I've also been working out as regular as possible too...
I've found that through this, and eating smaller meals 5-6 times a day, my voracious appetite has been controlled, and I've been able to pretty easily start watching portion control.
After a mere 4 months or so...it is now pretty easy. I can see the 32" waist in my gunsights before end of summer.
I'm also hoping with my next Dr. visit...my triglyceride count is down, as well as blood pressure.
My advice to the guy who posted this article...do what the first few posts have said. You have to figure some way to change the lifestyle that is obviously NOT working for you and your health.
You are given 24 hours in a day. It is up to YOU to figure how you're gonna spend them to accomplish whatever goals you have in life.
If this job is in the way...well, maybe look for another job with better hours. I hope you are getting PAID for 60 hours if you are working that many. If you are just salary..you are a chump for working that extra 20 hours for free. It is one thing for an occasional long stretch with a deadline or emergency, but, it sounds like they're working you 60+ all the time as a normal part of your job??
I know the economy is bad, but, it ain't that bad and there are other jobs if you are qualified.
It sure isn't worth your health man...
Light travels faster than sound. This is why some people appear bright until you hear them speak.........
This is all bullshit. Reduce stress. As long as you're under stress, your body is making itself ready to flee whatever predator is causing you stress. It never got the memo that we have firearms now and are thus on top of the food-chain.

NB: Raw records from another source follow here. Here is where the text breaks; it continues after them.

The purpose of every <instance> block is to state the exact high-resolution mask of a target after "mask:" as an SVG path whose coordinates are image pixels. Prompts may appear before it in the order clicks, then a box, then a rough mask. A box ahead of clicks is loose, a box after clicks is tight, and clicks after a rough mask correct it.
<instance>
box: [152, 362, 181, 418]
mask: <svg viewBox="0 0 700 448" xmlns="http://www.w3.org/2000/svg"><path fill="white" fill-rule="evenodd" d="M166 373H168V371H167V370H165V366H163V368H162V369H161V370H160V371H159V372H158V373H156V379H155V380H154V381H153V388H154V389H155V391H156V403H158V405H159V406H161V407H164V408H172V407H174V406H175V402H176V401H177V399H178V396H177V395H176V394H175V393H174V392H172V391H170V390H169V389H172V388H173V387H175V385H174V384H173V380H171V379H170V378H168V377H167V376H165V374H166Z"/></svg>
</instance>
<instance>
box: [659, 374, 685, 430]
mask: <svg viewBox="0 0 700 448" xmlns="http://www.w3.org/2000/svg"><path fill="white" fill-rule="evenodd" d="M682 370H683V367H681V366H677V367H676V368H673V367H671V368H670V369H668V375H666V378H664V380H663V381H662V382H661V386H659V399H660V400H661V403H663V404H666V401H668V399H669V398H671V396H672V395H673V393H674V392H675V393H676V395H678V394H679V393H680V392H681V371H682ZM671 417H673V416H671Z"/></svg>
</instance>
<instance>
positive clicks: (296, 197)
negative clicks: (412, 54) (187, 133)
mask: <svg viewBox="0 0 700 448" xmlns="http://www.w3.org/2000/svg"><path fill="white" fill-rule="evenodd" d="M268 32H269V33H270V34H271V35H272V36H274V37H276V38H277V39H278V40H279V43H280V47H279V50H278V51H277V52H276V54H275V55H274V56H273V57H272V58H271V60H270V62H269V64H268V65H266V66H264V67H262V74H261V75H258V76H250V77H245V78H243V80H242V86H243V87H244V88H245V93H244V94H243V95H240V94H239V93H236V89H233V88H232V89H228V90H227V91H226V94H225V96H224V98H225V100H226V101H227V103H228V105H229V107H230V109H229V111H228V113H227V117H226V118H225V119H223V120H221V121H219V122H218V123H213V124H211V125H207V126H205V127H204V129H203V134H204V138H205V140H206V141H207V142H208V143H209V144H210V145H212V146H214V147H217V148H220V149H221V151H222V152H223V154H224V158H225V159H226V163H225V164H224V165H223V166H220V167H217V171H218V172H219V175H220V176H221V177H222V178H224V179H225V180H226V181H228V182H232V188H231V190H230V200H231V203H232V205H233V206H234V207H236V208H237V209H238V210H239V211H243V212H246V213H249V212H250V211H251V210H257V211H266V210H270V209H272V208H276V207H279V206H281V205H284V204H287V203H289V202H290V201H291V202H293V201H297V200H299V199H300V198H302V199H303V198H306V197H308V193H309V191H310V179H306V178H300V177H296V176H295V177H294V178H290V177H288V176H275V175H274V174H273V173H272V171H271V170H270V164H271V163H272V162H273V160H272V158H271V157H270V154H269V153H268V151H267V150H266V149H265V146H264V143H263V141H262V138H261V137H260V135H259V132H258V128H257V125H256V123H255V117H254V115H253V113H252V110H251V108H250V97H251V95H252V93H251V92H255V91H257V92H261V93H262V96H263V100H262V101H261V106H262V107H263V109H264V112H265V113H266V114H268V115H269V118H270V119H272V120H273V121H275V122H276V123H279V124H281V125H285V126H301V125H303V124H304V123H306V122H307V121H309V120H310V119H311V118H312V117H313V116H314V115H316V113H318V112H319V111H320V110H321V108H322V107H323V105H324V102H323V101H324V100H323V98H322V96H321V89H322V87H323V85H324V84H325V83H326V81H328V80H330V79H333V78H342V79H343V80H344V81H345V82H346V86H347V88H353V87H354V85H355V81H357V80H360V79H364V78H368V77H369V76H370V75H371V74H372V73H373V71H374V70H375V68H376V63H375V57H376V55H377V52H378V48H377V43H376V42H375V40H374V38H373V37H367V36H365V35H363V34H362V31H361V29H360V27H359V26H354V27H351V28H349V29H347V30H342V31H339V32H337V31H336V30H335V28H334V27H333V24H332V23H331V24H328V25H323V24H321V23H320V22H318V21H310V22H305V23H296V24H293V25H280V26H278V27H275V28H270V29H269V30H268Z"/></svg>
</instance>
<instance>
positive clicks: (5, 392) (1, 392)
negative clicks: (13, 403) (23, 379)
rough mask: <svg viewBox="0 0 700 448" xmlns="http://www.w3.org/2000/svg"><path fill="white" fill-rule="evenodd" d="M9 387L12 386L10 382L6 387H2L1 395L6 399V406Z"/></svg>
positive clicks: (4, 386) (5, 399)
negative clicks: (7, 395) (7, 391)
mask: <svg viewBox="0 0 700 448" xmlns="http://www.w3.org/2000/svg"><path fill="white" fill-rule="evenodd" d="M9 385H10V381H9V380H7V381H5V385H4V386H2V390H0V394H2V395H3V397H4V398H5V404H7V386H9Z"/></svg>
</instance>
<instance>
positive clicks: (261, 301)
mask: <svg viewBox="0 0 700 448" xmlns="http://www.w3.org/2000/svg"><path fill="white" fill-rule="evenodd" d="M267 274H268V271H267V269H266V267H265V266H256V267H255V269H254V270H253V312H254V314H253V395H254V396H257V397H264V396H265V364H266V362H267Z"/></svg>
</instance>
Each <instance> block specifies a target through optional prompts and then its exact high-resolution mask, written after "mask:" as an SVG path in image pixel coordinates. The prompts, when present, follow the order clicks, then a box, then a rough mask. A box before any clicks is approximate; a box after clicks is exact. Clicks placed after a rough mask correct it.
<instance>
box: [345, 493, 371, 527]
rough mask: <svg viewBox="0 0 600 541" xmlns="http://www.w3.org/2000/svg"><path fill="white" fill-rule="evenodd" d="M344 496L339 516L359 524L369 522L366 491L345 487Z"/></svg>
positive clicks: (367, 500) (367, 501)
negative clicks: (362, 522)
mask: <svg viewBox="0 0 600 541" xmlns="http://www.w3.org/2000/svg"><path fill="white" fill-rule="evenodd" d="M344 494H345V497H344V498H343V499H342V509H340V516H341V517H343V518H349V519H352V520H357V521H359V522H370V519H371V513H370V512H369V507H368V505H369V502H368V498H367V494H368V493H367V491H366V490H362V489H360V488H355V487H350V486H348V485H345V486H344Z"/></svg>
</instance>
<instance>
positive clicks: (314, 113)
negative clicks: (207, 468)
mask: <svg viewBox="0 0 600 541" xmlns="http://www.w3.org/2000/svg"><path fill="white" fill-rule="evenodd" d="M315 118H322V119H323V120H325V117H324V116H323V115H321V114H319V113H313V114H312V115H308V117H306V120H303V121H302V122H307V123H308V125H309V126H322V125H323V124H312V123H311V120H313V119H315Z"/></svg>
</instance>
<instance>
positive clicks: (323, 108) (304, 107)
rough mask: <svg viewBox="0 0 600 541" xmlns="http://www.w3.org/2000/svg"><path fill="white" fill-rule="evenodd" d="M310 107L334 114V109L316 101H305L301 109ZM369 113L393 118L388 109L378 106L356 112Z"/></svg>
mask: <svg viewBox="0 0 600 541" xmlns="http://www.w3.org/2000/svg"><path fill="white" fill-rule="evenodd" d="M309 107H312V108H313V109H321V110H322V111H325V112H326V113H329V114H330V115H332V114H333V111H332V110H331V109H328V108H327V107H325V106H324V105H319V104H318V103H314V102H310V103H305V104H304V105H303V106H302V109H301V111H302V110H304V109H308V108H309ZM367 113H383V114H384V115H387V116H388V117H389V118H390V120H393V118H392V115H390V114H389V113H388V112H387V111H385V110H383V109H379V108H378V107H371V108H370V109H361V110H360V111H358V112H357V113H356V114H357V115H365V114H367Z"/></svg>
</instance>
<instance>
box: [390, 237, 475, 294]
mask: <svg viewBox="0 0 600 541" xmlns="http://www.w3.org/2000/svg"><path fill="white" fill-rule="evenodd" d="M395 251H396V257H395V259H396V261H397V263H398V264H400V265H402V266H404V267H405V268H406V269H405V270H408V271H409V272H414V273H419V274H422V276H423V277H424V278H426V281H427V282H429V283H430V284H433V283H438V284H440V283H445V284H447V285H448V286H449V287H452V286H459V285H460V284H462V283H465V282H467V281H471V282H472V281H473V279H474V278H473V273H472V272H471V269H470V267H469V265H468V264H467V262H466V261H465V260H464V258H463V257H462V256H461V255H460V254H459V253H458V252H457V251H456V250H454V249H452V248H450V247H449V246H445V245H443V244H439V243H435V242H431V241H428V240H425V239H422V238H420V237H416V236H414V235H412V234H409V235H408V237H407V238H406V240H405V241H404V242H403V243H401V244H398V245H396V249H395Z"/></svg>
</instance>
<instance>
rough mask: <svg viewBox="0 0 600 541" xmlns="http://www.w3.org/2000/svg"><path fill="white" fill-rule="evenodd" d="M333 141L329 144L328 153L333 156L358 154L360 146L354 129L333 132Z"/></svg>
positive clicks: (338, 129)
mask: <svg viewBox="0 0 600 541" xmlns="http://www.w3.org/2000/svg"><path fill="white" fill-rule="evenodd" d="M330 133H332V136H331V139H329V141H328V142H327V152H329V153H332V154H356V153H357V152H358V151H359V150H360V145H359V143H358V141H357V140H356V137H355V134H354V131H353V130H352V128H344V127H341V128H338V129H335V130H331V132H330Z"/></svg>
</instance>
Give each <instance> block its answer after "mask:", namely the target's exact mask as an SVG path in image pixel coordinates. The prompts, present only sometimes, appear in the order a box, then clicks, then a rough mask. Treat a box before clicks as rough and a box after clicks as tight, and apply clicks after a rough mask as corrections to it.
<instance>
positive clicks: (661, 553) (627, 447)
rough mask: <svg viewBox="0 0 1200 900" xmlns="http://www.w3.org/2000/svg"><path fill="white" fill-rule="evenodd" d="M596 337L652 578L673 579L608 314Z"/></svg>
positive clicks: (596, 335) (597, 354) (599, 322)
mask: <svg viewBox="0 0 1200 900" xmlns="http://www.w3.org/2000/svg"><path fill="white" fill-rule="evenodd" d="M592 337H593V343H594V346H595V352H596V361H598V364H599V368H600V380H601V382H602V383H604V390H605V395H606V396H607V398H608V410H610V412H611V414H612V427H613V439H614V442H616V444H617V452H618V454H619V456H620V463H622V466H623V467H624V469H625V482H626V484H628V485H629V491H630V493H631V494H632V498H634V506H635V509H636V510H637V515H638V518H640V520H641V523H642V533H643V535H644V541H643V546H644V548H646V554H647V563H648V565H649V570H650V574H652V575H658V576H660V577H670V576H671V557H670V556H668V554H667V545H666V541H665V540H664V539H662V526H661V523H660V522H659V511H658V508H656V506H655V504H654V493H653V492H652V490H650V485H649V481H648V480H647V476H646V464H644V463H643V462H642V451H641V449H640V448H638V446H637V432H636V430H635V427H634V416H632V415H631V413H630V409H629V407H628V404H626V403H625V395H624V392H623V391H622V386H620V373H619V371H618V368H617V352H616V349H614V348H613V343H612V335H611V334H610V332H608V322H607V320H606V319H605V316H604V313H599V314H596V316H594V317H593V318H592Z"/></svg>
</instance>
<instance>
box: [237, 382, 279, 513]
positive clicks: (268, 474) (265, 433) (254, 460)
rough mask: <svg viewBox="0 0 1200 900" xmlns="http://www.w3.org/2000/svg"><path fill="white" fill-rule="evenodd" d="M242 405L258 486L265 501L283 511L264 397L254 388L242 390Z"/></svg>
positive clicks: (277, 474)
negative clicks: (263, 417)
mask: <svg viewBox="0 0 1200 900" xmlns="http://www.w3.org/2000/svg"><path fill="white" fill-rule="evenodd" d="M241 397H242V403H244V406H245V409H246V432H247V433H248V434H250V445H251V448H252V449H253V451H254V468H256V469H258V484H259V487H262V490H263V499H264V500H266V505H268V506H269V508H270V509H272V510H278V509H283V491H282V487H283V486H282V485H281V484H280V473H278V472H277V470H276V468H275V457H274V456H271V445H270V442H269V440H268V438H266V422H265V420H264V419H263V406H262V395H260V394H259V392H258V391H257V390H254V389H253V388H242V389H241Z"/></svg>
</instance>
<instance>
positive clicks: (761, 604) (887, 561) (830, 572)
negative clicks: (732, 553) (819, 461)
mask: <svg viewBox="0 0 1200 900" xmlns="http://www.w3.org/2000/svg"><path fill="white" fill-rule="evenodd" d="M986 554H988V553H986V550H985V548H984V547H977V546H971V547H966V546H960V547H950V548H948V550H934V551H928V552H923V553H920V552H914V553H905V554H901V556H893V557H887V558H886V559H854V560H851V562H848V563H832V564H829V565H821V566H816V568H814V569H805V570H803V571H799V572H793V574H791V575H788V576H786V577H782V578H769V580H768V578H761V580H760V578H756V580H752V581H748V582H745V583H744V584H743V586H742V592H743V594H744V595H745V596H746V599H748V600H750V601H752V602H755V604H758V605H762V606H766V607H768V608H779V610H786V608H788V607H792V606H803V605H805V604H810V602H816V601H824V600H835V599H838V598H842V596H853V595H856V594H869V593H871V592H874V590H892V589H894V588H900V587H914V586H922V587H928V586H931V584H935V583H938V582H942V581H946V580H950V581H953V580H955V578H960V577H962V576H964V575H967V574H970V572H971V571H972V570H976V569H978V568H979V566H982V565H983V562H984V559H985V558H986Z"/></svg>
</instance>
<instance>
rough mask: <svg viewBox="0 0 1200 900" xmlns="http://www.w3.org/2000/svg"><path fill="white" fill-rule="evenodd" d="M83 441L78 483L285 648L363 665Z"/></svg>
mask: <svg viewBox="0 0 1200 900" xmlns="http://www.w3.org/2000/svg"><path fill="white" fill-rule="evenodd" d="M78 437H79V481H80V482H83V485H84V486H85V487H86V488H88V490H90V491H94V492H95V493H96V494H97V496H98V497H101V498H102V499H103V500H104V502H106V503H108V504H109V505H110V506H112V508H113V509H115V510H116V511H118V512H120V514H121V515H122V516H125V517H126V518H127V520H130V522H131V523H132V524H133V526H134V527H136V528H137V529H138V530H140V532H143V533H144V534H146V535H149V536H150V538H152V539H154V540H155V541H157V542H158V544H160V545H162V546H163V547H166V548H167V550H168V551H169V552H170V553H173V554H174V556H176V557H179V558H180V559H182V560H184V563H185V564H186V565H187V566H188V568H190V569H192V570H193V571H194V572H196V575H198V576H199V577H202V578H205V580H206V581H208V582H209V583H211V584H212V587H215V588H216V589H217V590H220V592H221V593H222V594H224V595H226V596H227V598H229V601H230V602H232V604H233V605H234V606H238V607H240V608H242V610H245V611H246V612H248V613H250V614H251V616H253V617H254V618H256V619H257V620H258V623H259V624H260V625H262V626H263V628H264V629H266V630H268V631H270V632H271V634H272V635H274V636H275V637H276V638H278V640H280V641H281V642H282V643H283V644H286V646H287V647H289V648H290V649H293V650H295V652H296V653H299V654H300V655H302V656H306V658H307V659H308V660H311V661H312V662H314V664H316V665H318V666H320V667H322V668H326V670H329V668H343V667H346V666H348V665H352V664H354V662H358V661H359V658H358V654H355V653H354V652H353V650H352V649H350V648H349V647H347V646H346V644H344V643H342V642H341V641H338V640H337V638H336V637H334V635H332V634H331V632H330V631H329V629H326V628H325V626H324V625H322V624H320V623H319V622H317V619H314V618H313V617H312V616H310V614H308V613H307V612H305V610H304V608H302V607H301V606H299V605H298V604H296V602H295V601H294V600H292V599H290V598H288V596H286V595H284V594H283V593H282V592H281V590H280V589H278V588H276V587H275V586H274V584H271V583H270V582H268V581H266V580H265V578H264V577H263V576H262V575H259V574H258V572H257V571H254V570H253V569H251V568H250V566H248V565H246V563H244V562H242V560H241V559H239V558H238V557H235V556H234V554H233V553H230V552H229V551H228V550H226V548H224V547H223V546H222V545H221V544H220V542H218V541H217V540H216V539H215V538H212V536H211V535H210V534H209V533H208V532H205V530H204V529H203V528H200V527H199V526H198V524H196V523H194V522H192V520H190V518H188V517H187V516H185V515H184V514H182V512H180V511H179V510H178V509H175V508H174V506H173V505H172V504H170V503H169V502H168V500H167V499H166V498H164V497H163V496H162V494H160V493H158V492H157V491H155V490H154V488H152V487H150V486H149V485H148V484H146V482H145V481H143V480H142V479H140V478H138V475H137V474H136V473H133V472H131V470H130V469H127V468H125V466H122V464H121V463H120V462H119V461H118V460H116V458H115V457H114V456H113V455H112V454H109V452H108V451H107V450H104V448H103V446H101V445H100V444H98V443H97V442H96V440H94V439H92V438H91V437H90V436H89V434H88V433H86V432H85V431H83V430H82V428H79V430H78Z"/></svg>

As long as you work yourself into the grave, your body will ramp up the calorie-consumption and put it in storage for the bad times it assumes are right around the corner.
You people with your "Fat is bad, mkay" are forgetting one thing: The calories that go into your body are not necessarily processed altogether. Like cars don't have all the same efficiency, neither do our bodies. Some of us will react to stress by gaining weight, others lose it. In a healthy situation, where you do get out of stressful environments enough, your body will adjust fine on its own, unless you put every next best thing that looks edible in your mouth.
And again, this is science. This is not me wishing it were so. German speakers should consult Udo Polmer's books. They're on Amazon.
12 hour work days + 1 hour of exercise basically describes my entire time in the military, and I was never in better shape or felt better. I'm pretty sure I've shaved more off of my life expectancy as an 8 hour desk jockey and couch potato in the years since.
It's pretty much like the First Post'er said: Either you make time, or you don't. The OP said he can't get up early or work out before bed, which is nonsense. Everybody's a little different, but I found that I actually needed less sleep, slept more soundly, and felt more refreshed in the morning, when I exercised regularly, particularly when I did so shortly before bedtime. Exhausting my body also helped to keep it more in sync with my mental state, whereas after an 8 hour day I can feel mentally drained, but not get sleepy for hours after a normal bedtime.
Don't get me wrong, I'm as lazy as anyone, and I will probably go home tonight and do some 12 ounce curls on the couch instead of hitting the weights or going for a run, but I know that's a choice I make every day. On the other hand, maybe I've just talked myself into making better choices.
https://www.eff.org/https-everywhere
Dive Bombers. You mean the exercise that you do by going through a push up motion, except instead of remaining rigid you.. COMPRESS YOUR LOWER BACK?
http://www.youtube.com/watch?v=ttk8RdiIHzA
This looks FAR harder on the lower back (bent backwards in the final position) than a crunch where your lower back never moves or leaves the floor. If you are involving your lower back in a crunch, you're doing it wrong.